16. November 2021
Hugues Chevalier, Economist
The German economic institutes have published their autumn forecasts for this year and for 2022 by revising sharply down the increase of the GDP for 2021. Indeed, after having published a growth forecast of 3.7% last spring, they have clearly revised it down to only 2.4%. The German economy is more affected than its European partners by the problems of shortages and raw materials supply due to the structure of its economy more focused on manufacturing production. And, as a consequence, industrial activity in Switzerland would be impacted as well by this sharp slowdown. Unsurprisingly, the automotive sector is the most affected by chip and raw material shortages. Some factories are completely shut down until the end of the year (Opel) and others, such as Daimler, posted production levels down 30% in Q3 year on year.
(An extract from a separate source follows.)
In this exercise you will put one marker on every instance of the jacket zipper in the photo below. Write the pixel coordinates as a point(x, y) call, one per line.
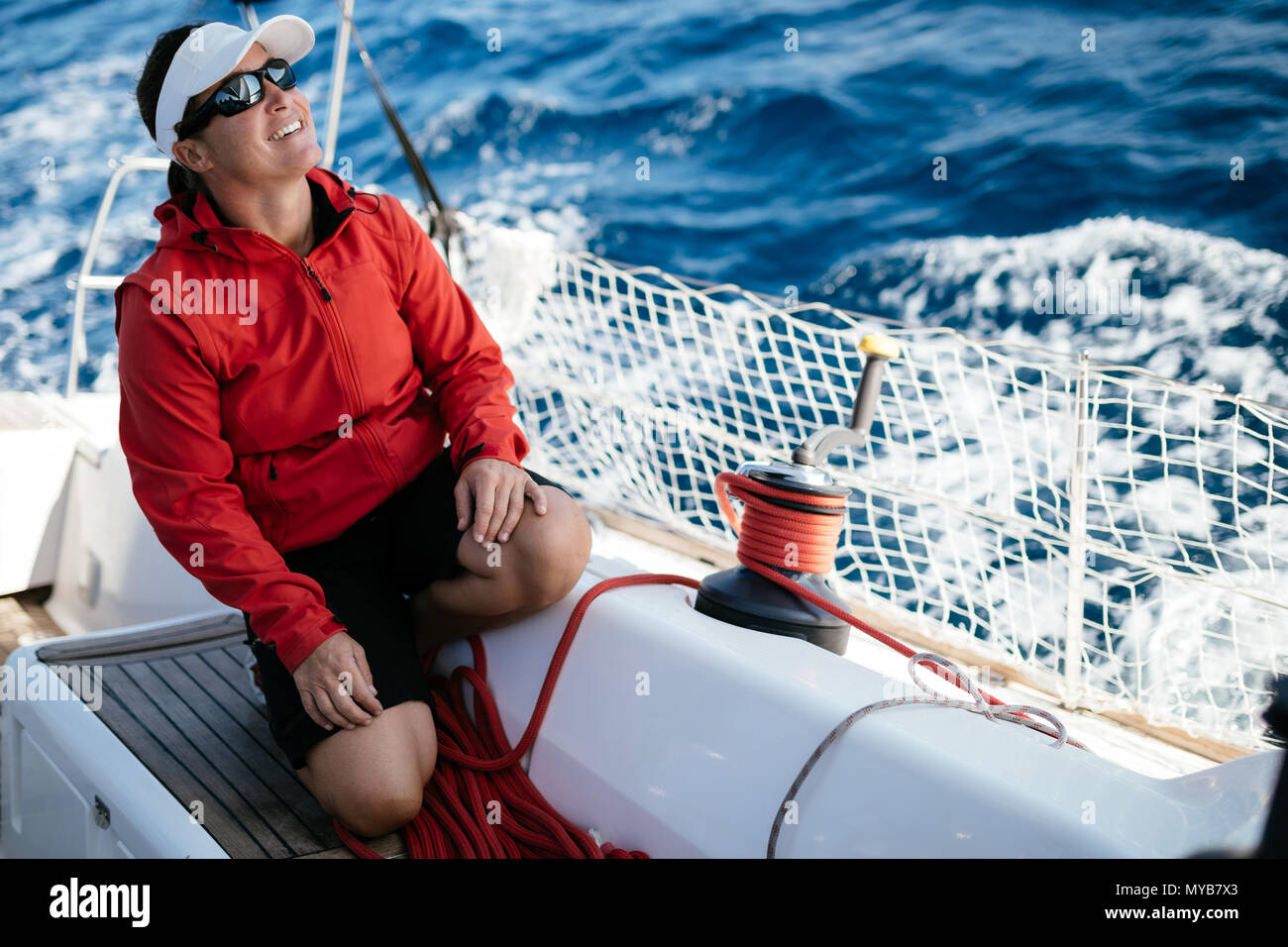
point(378, 462)
point(375, 455)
During the last quarter of this year it is therefore the services that should drive growth, such as the hospitality sector, but this is without taking into account the sharp increase in Covid contamination linked to the low vaccination rate across the Rhine. New restrictions are being put in place which should first and foremost penalise the service sector. Then, the German economy may not achieve 2.4% growth this year and not rebound 4.8% in 2022. Obviously, this is bad news for its trading partners. In the longer term, and given this slowdown in activity, inflationary pressures should not persist and the rise in prices should not exceed 2.5% next year before falling below 2% in 2023, which should reinforce the ECB in its policy not to tighten its monetary policy too quickly.